El proyecto de restauración cuenta con el sello del grupo El Enfriador, en el que María Estades trabaja junto a su marido José Manuel Rodríguez, y que está en funcionamiento desde hace 25 años. Ambos reabrieron la Playa a finales de octubre, de un modo discreto y sin conceder entrevistas hasta hoy. “No hemos hecho mucha publicidad”, reconoce mientras detalla los pilares gastronómicos sobre los que se asienta esta nueva apertura, el terreno en el que se encuentra más cómoda.
“Nuestro concepto es muy sencillo, porque son platos ricos al centro, a compartir”, dice sin mayor secreto. “En casa sitio lo adaptamos, pero la base es tirar de producto nacional y rico, trabajándolo de la mejor manera para no estropearlo”, explica María sobre una carta compuesta por tomates, huevos estrellados, croquetas o algunos platos más contundentes como el rodaballo o carnes de lomo o solomillo. El ticket medio está entre 45-48 euros por persona, pero puede bajar o subir en función de las bebidas.
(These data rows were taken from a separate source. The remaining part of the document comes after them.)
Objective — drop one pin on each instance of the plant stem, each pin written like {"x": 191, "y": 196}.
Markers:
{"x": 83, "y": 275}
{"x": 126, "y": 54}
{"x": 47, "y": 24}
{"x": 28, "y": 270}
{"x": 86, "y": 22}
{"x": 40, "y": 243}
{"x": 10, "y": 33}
Pero el restaurante -llamado El Naútico- es solo una parte de la Playa de Madrid 1932. Además de su gran terraza, el complejo está rodeado de jardines y algunos elementos deportivos, como una pista de patinaje con libre acceso y cuatro pistas de pádel cubiertas, que también se pueden reservar. Todo el recinto, separado del Manzanares por una simple valla, se puede alquilar para eventos.
Fue precisamente esta búsqueda de espacios para eventos lo que llevó al grupo El Enfriador a este lugar. Cuenta Estades que buscaban algo más grande de lo que disponían en sus locales. “Pero se nos fue de las manos”, admite cuando habla de la magnitud de la Playa de Madrid. De momento han ocupado tres hectáreas, aunque el complejo suma otras 15, hasta los 180.000 metros cuadrados. Su plan es ir abriéndolo por fases, recuperando el resto del patrimonio y con el ojo puesto en el antiguo faro de la playa, al que también quieren despojar de añadidos para mostrarlo tal y como era en origen.
La puesta de largo de este espacio hostelero-deportivo tuvo lugar este lunes durante la presentación de la estrategia para los próximos años de la asociación Hostelería Madrid, a la que acudieron tres concejales del Ayuntamiento -entre ellos la delegada de Hacienda, Engracia Hidalgo- y altos cargos de la Comunidad de Madrid. Hasta ese momento solo lo habían conocido los clientes del grupo y también los vecinos de la zona, porque el acceso al lugar está bastante escondido. Y llegar hasta allí es difícil si no es en coche. “Se llega muy bien en Waze”, apuntan como pista para los que intenten poner su dirección en el navegador.
La evolución del espacio y cuándo llegará la restauración del faro es todavía una incógnita. “Los tiempos muchas veces no los marcamos nosotros, aquí tenemos que pedir permiso a muchas instituciones, y no los puede pedir uno a todos a la vez”, indica María sobre la burocracia necesaria para abrir cada pata del proyecto. Un camino administrativo “largo y exigente” pero para el que cuentan con gran motivación ante lo icónico del proyecto.
Lo que no parece que volverá será la antigua playa con embarcadero, puesto que la Confederación Hidrográfica del Tajo recuperó hace poco las riberas del Manzanares y se antoja difícil que la zona vuelva a recrear el embalse, con una profundidad de entre tres y cinco metros.